Running Time: 80 minutes
MPAA Rating: NR
Format: Anamorphic Widescreen 1.85:1
Audio: Dolby Digital 2.0
Languages: English, Japanese
Subtitles: None
Region: 1
MSRP: $29.95

Own It!
Aragami (2003)

It's an interesting, if somewhat gimmicky concept: two directors challenge each other to make a movie in a week, using only one set, a limited number of actors, and the same concept: a battle to the death. The two directors were Yukihiko Tsutsumi (who's yet to make much of a splash stateside, though his entry was released on R1 disc last July) and Ryuhei Kitamura, director of Versus and the upcoming Godzilla: Final Wars. Tsutsumi's entry was 2LDK, a story of two actresses having it out in a contemporary condo; Kitamura supplied Aragami, a samurai story of the supernatural.

A wounded samurai on the run from a losing battle finds himself trapped in a remote temple with a man claiming to be Aragami, a demonic creature who lives for fighting. He's also tired of his immortal existence, and hopes that the samurai is the man who finally put an end to his endless, sleepless, ennui.

As might be assumed by its rushed production schedule, Aragami is far more talk than it is action. The two main actors, Takao Osawa and Masaya Kato, are up to the challenge, and what could be endless philosophizing and angst is leavened with Kitamura's humor. Keep reminding yourself that the movie was shot in course of a very grueling week, and you'll be entertained; watch it expecting the scope of Versus or Kitamura's other chambara, Azumi, and you will be inevitably disappointed.

Once you get past all the Media Blasters logos, you can settle down to a nice transfer with solid blacks (and there are lots of shadows in Aragami). The English dub track is very good, though I definitely prefer the original Japanese.
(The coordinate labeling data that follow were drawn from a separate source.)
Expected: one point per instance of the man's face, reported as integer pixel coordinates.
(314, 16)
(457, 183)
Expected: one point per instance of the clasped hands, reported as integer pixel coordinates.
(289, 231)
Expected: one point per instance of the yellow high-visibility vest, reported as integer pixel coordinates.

There are many things offered in the Extras section of the disc - the only problem is so many of them are the same. There are no less than five videotaped appearances by Kitamura and his two stars at press conferences, premieres, film festivals, and a tape that ran before the double feature of Aragami and 2LDK.

The Making of Aragami, however, is a nice 45 minute video documentary that features an obviously exhausted Kitamura, some tired, punchy actors, and swords that keep breaking ("Maybe we should have used real metal?")

There are also trailers for the Aragami/2LDK double feature, Versus, Alive, One Missed Call and Deadly Outlaw Rekka.